As the casualties mounted on both sides, France and Arab allies of the US pleaded for a cease-fire. But for weeks Washington turned a deaf ear to international pleas to exert its influence on "Israel" and bring about an end to hostilities.
Thousands fled Lebanon in a mass exodus during the fighting, and Hizbullah strongholds in the South, in Beirut and in the Bekaa Valley - as well as roads, bridges, factories and other infrastructure across the country - lay in ruins.
When US Secretary of State Condoleezza Rice finally flew to the region at the end of July 2006, she was condemned for describing the devastation as the "birth pangs of a new Middle East." Many took her remarks as an insult and further proof of the US administration`s general contempt for the Arab world.
But Rice has defended her comments, saying recently at a Paris news conference that the Lebanese "gained a great deal" from the war which ravaged parts of their country.
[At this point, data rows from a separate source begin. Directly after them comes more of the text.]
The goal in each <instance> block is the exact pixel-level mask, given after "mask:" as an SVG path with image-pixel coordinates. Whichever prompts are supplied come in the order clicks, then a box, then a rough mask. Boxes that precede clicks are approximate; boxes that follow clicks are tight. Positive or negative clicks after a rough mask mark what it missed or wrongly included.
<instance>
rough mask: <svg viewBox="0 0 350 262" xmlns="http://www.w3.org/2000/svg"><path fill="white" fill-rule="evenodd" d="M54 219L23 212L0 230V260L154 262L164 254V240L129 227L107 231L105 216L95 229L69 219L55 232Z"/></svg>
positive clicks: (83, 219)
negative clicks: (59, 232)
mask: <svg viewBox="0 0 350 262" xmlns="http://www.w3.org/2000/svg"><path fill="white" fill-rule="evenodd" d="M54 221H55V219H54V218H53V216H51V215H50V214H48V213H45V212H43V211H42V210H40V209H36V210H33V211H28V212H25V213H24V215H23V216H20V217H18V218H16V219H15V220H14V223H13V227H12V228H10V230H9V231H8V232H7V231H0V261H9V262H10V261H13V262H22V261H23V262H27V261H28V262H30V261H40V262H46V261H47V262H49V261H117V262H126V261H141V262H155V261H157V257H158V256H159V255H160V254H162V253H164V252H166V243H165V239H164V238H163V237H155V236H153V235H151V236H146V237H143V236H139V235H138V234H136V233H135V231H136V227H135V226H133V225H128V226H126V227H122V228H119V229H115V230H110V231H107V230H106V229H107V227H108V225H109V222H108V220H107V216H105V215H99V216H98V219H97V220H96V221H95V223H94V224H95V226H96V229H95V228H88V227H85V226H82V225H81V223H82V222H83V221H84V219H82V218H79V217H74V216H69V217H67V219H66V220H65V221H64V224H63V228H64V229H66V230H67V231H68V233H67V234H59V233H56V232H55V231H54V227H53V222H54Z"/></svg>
Since the conflict the Lebanese Army has been deployed in Southern Lebanon, and for the first time in decades it has also taken on groups of extremists holed up in Palestinian refuge camps, she says.
Rice has also seen the war as a turning point in Middle East politics, allowing moderate Arab states to align themselves with the US against the hard-line regimes in Tehran and Damascus which support Hizbullah and Hamas.
It is true that Egypt, Jordan and Saudi Arabia all condemned the initial Hizbullah attack used as a precursor to "Israel's" military wrath. But their condemnations went against the tide of opinion in their countries, and as the conflict progressed they were forced to make more measured public statements, Sallam said.
After "Israel's" deadly bombing of a UN peacekeepers` post in Southern Lebanon in late July, Rice was forced to cancel a second planned trip to Beirut as US ally Premier Fouad Siniora made it clear she was not welcome.
For Zbigniew Brzezinski, a former national security adviser for the Carter administration, the influence of the US in the Middle East has waned since the 2003 invasion of Iraq.
"We are the only superpower. But our leadership is being tested in the Middle East, and some of the things that we have done in the Middle East are contributing to a potential explosion region-wide," he said.
"And if that explosion gets out of hand, we may end up being bogged down for many years to come in a conflict that will be profoundly damaging to our capacity to exercise our power."